Optimizing Small Language Models for NL2SQL via Chain-of-Thought Fine-Tuning

arXiv cs.AI / 3/25/2026

💬 OpinionIdeas & Deep AnalysisModels & Research

Key Points

  • The paper studies how fine-tuning can improve NL2SQL systems, aiming to make SQL generation usable at enterprise scale despite high inference costs of large LLMs.
  • It finds a counter-intuitive scaling result: fine-tuning large models on standard NL2SQL datasets provides negligible benefits and can even cause overfitting on complex queries.
  • In contrast, fine-tuning small models (e.g., Qwen) yields substantial gains, raising performance from 36% to 45% on the baseline.
  • Adding explicit Chain-of-Thought (CoT) reasoning into the training data further boosts accuracy to 54.5%, improving reasoning transfer from larger systems to smaller, cheaper models.
  • The authors conclude that small, compute-efficient models can reach production-relevant performance targets by learning reasoning patterns, enabling lower cost and latency deployments even if large-model accuracy remains higher.

Abstract

Translating Natural Language to SQL (NL2SQL) remains a critical bottleneck for democratization of data in enterprises.
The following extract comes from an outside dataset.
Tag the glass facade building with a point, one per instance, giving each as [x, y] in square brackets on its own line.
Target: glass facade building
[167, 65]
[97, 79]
Although Large Language Models (LLMs) like Gemini 2.5 and other LLMs have demonstrated impressive zero-shot capabilities, their high inference costs limit deployment at scale. This paper explores the efficacy of fine-tuning both large and small language models on NL2SQL tasks. Our research reveals a counter-intuitive scaling phenomenon. Fine-tuning large models (Gemini 2.5 Flash/Lite) on standard datasets yields negligible returns, often leading to overfitting on complex queries. Conversely, small models (Qwen) show significant gains. Fine-tuning improved the small model baseline from 36% to 45%, and further enriching the dataset with explicit Chain-of-Thought (CoT) reasoning surged accuracy to 54.5%(Fig 2). While this is still lower than the accuracy of large models like Gemini 2.5 , it does serve the business goal of significant cost reduction, latency in inference time and also meeting the business critical performance accuracy threshold.This paper demonstrates that transferring reasoning patterns enables compute-efficient smaller models to approach production-grade performance.